Pricing and Equipment

As before, the Lancer is offered in four trim levels. The turbocharged Ralliart is gone, but the upmarket the SEL has been added:

  • Starting at just $17,595, the ES offers you features like automatic climate control, heated mirrors, foglamps, and alloys wheels.
  • Priced at $20,995, the popular SE gets a larger engine and standard all-wheel drive, plus extras such as heated front seats, keyless ignition, a rearview camera, and an upgraded sound system.
  • The new SEL ($21,995) adds an upgraded interior with leather upholstery and some additional convenience features.
  • The sporty GT get is own suspension and premium features like a sunroof and a Rockford Fosgate sound system, all starting a $22,495.

All models are eligible for a navigation system ($1,800), LED foglamps ($320), and rear parking sensors ($295).

Performance Pros

Mitsubishi Lancer

The Lancer ES starts out with a 2-liter four-cylinder engine with 148 horsepower, matched to a five-speed manual transmission or optional ($1,000) continuously variable automatic (CVT). For another $1,400, you can upgrade to a 2.4-liter four-cylinder good for 168 horsepower, which includes the CVT and all-wheel drive. The SE and SEL come standard with this setup.

The front-drive-only GT also gets the 2.4-liter, along with your choice of the manual or CVT.
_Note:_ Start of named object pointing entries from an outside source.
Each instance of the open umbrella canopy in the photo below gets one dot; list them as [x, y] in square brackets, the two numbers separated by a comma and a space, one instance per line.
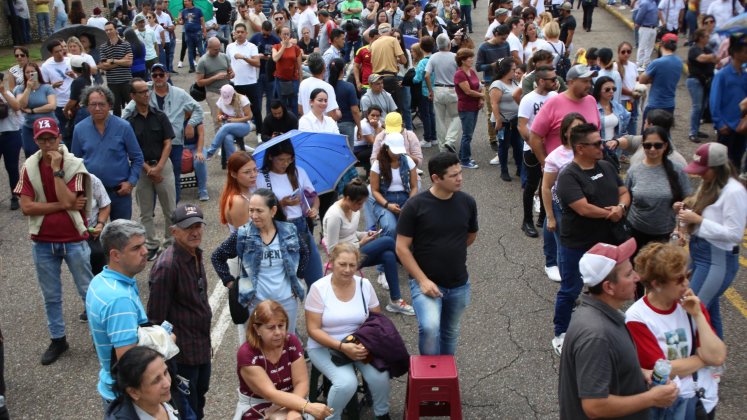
[324, 156]
[176, 6]
[74, 30]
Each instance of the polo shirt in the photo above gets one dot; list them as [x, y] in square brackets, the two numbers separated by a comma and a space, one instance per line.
[114, 313]
[151, 132]
[244, 73]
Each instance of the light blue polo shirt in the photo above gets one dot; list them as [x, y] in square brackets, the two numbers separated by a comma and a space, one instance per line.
[114, 314]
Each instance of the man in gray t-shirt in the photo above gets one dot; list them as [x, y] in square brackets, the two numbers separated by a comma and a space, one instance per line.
[439, 77]
[213, 71]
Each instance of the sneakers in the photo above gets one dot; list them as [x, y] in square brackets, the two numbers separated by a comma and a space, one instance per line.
[401, 307]
[557, 343]
[382, 281]
[55, 350]
[553, 273]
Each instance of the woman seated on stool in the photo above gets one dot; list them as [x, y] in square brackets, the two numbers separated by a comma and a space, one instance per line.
[336, 306]
[341, 226]
[273, 380]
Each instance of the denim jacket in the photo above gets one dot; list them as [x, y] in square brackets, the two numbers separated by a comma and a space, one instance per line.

Performance highlights include:

  • Steering/Handling: The Lancer has always been on the sporty side of this class. Its quick, confident handling remains one of its best attributes.
  • All-Wheel Drive: It's optional or standard on all models except the GT, a rarity for this class.
  • Acceleration: The 2.4-liter engine used in most models is more than sufficient to move the Lancer with authority.

Performance Cons

  • At 25-30 mpg in combined city and highway driving, the Lancer trails most competitors by at least a few mpg.
  • Other compacts have come a long way in terms of ride quality, and the Lancer's now ranks as below average.

Interior Pros

  • The rear accommodations are surprisingly spacious. Two adults can ride in all-day comfort; three will fit fine on short trips.
  • A split-folding rear seat is standard across the board.

Interior Cons

  • While the interior looks better than it used to, the design and materials remain disappointing considering the level of refinement found in other compacts these days.
  • Wind noise can become downright annoying at highway speeds.

The Most Pleasant Surprise

The Lancer is the cheapest route to an all-wheel drive vehicle with leather seating that we know of.

The Least Pleasant Surprise

Despite regular updates, the Lancer feels like the product of a different era.

The Bottom Line

Cost-conscious buyers who must have all-wheel drive will be able to overlook the Lancer's age-related shortcomings.